- Born: Brahim Déby Itno 6 June 1980 Chad
- Died: 2 July 2007 (aged 27) Courbevoie, France
- Cause of death: Asphyxiation
- Father: Idriss Déby

= Brahim Déby =

Son of Chadian President Idriss Déby

Brahim Déby Itno (إبراهيم ديبي إتنو DIN, 6 June 1980 – 2 July 2007) was the son of Idriss Déby, the former president of Chad.

==Personal life==
Brahim attended the University of Ottawa in Canada as a foreign exchange student and graduated in 2004 with a degree in business administration. It is claimed that, in 2005, President Déby held a secret meeting in which he expressed his desire to have Brahim succeed him at some point; this reportedly caused a rift in the family.

On 24 May 2006, Brahim Déby was arrested outside a Paris nightclub after getting involved in a brawl. During the fight, an unlicensed semi-automatic pistol fell from his pocket. Police later searched his house and found 375 grams of marijuana. On 3 June 2006, Brahim Déby was given a six-month suspended sentence for drugs and arms possession. He was subsequently sacked as an advisor to his father.

Déby was found dead by a security guard in his apartment building's parking garage in Courbevoie, a suburb of Paris, on 2 July 2007. Due to the apparently violent nature of his death, French authorities began investigating it as murder. An autopsy indicated that Déby, who was covered in white powder, died due to asphyxiation, probably from the powder, which was thought to have been sprayed from a fire extinguisher found near his body. Déby had a wound on his head, but this was thought to be unrelated to his death.

According to a lawyer for Déby's family on 17 July, Déby was attacked ten days after arriving in France from Chad; his father had advised him not to return to France due to his past legal issues there. Shortly prior to the attack, Déby was said to be very worried and had received a telephone call. He was attacked by four or five men disguised as policemen who waited for him to arrive at the parking garage. The attackers tasered Déby before killing him by spraying him with the fire extinguisher powder. They then searched his apartment for an unknown reason; it was speculated that the attackers might have been looking for money kept there by Déby.

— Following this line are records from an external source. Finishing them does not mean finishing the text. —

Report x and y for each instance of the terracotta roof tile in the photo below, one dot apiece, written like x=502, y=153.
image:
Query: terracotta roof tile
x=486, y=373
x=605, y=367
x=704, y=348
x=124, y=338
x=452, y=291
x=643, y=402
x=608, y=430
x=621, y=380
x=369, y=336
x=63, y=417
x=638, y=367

Déby's body was returned to Chad aboard a specially chartered flight on the morning of 4 July. He was buried at midday on the same day in the Muslim cemetery in Lamadji, to the north of N'Djamena. The funeral was held privately but was nevertheless widely attended, with Déby's extended family, as well as government ministers and various political figures, present.

Five arrests (four in Paris, one in Romania) made in connection with Déby's death were reported on 28 November 2008. In 2011 four men were convicted of "robbery leading to death without intention to kill" and sentenced to prison sentences of between five and thirteen years; one man was acquitted. A further trial was held in 2013, after prosecutors protested the initial sentences as unduly lenient.